For a while, it worked. He blocked three strikes in a row, even managed to counter.

But then she feinted—his reflexes screamed for an edge—and the thread flared in his vision.

Without meaning to, he pulled.

Ara froze mid-swing. Her eyes went blank, the staff lowering.

Kiro's breath caught. "No, no, no—" He dropped the thread instantly.

She staggered back, shaking her head like she'd just woken from a bad dream.

"Was that—" she began.

"Yes," he said quickly. "I didn't mean to."

Her gaze was sharp. "That's exactly why we're here."

Kiro ran a hand through his hair, the helmet under his arm. "I can't—when it's right there, it's like trying not to breathe."

Ara's voice softened. "Then we make it harder.
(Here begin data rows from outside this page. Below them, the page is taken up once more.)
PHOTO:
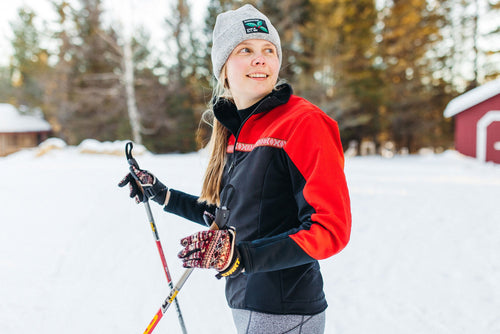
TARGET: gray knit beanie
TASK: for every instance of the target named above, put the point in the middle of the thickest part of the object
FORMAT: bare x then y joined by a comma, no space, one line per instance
235,26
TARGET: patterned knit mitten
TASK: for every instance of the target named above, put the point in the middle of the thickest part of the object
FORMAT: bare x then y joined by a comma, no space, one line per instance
211,249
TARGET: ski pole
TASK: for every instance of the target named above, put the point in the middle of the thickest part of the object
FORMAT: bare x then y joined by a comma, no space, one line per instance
133,162
171,297
221,217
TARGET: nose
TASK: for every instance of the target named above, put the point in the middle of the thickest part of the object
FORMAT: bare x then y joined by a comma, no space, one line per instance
259,60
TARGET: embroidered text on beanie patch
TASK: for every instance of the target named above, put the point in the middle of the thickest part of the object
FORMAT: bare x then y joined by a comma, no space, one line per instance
255,25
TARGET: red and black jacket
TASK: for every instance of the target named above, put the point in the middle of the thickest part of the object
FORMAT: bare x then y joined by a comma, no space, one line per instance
289,203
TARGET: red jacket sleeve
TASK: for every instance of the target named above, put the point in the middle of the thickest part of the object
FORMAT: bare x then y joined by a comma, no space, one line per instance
315,149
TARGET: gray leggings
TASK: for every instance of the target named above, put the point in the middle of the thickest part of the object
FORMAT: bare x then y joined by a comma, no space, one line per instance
251,322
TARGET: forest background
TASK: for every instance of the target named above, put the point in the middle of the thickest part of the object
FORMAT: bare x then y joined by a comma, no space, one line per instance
385,69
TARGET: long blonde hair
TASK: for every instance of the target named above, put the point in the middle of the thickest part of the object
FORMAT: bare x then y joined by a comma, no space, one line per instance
217,145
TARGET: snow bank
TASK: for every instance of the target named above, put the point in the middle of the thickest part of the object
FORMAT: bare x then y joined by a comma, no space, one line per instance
12,121
117,147
77,254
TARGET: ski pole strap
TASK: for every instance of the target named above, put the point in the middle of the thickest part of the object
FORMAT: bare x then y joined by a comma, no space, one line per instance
128,153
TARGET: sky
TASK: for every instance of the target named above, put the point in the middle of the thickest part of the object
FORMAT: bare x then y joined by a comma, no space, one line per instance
149,13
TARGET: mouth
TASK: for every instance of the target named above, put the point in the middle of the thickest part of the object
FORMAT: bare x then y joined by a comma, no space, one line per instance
257,75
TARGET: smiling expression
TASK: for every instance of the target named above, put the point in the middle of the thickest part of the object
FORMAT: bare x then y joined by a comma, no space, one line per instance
252,71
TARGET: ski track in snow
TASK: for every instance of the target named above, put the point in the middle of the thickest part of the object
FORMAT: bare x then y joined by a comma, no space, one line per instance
77,255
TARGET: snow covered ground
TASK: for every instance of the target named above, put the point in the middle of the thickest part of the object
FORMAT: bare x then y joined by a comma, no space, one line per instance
77,255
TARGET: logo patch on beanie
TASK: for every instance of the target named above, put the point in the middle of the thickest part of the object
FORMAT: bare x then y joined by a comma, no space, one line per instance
255,25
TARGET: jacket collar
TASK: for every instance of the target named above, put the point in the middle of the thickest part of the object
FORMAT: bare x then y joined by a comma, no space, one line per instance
226,112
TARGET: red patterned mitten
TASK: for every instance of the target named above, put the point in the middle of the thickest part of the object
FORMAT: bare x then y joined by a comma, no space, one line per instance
212,249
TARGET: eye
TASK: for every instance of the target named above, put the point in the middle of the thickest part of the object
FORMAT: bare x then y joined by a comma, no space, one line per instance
244,50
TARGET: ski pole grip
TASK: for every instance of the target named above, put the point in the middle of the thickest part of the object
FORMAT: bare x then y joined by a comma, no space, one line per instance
128,153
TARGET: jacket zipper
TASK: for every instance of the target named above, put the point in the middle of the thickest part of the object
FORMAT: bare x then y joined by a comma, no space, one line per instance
233,163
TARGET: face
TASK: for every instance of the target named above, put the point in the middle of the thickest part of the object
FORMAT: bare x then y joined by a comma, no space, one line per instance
252,71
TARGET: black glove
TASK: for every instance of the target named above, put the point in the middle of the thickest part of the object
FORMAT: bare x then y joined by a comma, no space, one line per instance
144,185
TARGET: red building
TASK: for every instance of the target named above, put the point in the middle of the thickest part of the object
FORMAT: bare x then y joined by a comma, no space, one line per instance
477,122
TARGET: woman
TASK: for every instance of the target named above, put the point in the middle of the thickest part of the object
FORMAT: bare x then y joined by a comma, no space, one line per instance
274,184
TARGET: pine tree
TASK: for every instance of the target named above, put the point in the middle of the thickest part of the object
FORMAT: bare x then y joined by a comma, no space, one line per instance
29,63
411,29
97,101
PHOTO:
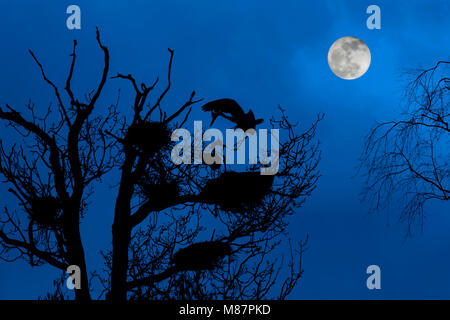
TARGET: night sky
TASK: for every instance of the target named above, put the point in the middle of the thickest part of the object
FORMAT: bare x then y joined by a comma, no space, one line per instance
261,53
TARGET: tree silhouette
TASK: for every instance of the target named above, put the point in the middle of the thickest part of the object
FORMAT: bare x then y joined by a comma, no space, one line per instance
409,157
179,231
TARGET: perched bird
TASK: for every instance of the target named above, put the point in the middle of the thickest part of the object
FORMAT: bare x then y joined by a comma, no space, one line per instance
201,256
231,110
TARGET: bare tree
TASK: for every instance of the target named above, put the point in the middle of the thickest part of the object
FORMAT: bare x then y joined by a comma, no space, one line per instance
179,231
409,157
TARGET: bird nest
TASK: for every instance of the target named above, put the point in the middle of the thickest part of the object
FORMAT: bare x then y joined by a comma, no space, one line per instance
45,210
237,191
201,256
148,137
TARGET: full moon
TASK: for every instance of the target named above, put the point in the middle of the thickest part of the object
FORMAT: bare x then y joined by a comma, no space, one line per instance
349,58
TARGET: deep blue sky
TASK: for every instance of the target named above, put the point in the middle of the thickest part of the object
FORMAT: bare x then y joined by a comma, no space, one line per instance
262,53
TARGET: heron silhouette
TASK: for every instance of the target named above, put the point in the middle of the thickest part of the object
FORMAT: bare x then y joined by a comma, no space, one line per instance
231,110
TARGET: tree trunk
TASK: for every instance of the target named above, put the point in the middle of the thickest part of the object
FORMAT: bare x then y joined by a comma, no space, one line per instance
121,238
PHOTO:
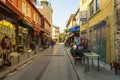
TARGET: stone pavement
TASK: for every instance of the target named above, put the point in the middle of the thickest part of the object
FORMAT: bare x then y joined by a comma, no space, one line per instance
105,72
24,58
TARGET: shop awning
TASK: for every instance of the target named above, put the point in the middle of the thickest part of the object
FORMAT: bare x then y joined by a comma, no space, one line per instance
73,29
26,24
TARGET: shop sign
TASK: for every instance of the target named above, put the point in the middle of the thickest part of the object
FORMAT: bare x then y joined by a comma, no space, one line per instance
83,15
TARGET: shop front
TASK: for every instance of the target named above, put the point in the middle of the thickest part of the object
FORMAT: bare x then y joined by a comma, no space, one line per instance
99,39
8,24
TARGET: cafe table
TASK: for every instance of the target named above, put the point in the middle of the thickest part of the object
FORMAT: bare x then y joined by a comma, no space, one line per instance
91,55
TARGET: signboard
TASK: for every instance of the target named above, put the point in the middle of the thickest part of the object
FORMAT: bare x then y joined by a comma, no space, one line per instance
83,15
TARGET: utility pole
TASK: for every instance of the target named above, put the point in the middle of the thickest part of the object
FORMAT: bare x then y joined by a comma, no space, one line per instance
117,29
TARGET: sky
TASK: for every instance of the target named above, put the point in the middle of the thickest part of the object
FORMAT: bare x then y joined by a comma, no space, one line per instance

If you can resist me, you can resist anyone."

They went again, and again, until the stars faded into pale dawn. By the end, Kiro could barely stand. But for the last three rounds, he hadn't touched a single thread.

Ara tossed him a waterskin. "Better. Still dangerous. But better."

Kiro took a long drink. "So what's next?"

"Next," Ara said, glancing toward the rising sun, "we find out what the Black Division really wants with you."